2010年3月19日

動物功利主義の批判

全ての生命体への功利主義観点の敷衍、即ち快苦原則の最適化はもしそうよぶなら神のまね事であり、それ自体は至善でない。それは知的設計説の趣味観に限って真だが、全面的に全生態の倫理状態を代表すべきものではない。動物の快苦を我々のもつ痛覚や快楽物質のあてはめで量ろうとすることさえ人間原理の行く末あしき傲慢なのだろう。野良猫の幸福と介護犬の名誉は捕鯨の技能とか豚や牛肉類の食事と似て何らかの主観からの趣味を反映する。同様に、知的設計説の趣味のみが全生態への慈悲心の基であるとはいいきれない。

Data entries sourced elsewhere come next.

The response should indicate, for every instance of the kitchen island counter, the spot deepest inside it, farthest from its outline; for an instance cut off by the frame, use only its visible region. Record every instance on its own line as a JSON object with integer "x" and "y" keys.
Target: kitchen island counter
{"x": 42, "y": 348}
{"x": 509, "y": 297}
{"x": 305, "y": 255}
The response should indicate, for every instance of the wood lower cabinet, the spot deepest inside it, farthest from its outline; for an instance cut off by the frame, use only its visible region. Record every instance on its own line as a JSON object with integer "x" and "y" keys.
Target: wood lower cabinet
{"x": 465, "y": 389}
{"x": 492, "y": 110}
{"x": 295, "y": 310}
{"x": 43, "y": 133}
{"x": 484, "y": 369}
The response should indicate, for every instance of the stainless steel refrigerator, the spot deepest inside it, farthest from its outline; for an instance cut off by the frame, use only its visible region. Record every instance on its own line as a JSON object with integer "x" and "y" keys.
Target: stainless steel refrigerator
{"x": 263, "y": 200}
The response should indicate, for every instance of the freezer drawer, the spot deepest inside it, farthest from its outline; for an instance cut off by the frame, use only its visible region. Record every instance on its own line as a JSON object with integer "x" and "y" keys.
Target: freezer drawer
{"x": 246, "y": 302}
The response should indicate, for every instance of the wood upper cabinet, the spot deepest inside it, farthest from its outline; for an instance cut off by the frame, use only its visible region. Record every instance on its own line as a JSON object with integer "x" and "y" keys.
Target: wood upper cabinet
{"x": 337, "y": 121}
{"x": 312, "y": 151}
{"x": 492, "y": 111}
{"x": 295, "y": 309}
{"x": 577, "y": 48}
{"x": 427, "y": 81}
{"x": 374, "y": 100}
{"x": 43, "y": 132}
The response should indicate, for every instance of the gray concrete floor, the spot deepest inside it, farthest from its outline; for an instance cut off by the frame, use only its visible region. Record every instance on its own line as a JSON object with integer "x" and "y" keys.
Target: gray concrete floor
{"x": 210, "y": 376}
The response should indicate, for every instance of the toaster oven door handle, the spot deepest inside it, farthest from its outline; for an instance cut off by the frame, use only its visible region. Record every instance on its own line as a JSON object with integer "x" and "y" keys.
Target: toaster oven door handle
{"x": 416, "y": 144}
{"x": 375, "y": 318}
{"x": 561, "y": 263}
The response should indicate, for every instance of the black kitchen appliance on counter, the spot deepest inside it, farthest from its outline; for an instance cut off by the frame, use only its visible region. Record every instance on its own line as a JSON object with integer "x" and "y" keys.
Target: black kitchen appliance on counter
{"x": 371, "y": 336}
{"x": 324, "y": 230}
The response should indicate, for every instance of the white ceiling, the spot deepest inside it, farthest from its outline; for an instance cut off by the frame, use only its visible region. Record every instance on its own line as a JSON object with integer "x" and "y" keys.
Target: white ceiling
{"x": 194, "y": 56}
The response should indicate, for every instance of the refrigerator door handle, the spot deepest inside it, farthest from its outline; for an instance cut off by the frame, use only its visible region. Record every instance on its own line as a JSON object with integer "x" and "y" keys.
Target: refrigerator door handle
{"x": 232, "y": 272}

 この点で、動物功利主義というべき(ピーター・シンガーなど)オーストラリアを中心とした学派は、趣味主義の本の前座に過ぎない。宇宙生態学でいう感覚原理を、我々の今の生態地位上での確かな主観の根拠としていい理由はどこにも見つかりはしない。というのも我々の生態地位は、大量絶滅の史実を省みれば偶々有るものとも考えられるだからだ。この偶有さは痛覚のしくみをある程度は共有しているだろうかなり上位の動物類と我々とが似た生存競争の場を共有し、又それ自身の規則で奪い合うべき自然の道理を全く曇りなく原則づける。つまり弱肉強食は、いわゆる利他行為の同種間保存、道徳と呼ばれる習性と等しく、とある系の内外へも趣を違えてでも分派していく。我々か私は、この神ながらの賢明さが我々を生み出し、又我々の言説を超越した主観という絶対非対称さで導いている、と信じる。結局、動物との共生は私か私達の都合なのだ。そして生態金字塔の消費順位制度はその理が複合した生態を可能とする高次細胞間協調作用の節制する仕事量分の秩序度に関して、我々の神ながらの自由を異種や異類への共生か捕食かに任せている。慈悲心の趣味は主観による程度である。だからそれは場毎の生存哲学だが、どこでも一律のおしつけに足るだけ自明ではない。宗教段階や道徳の常識は系内主観の互恵習性に委ねられる。
 もし宗教原理主義に考慮すれば、神が我々へ他の動物への支配を明け渡したのは殖えすぎた人類の堕落以前であり、そうとすれば楽園の再建に携わる知性の面で、倫理学説上も我々は程度こそあれ知的設計の外でいかなる捕食をも肯首できる筈だ。謂わばそれこそが趣味に叶えばよい。後から現れた預言者たちは神の代弁を名乗ったのに過ぎないことを考えれば、神自身の口から語られた言葉こそ比べた誠があると云われねばならない。無論それすら解釈論の範畴だろうと。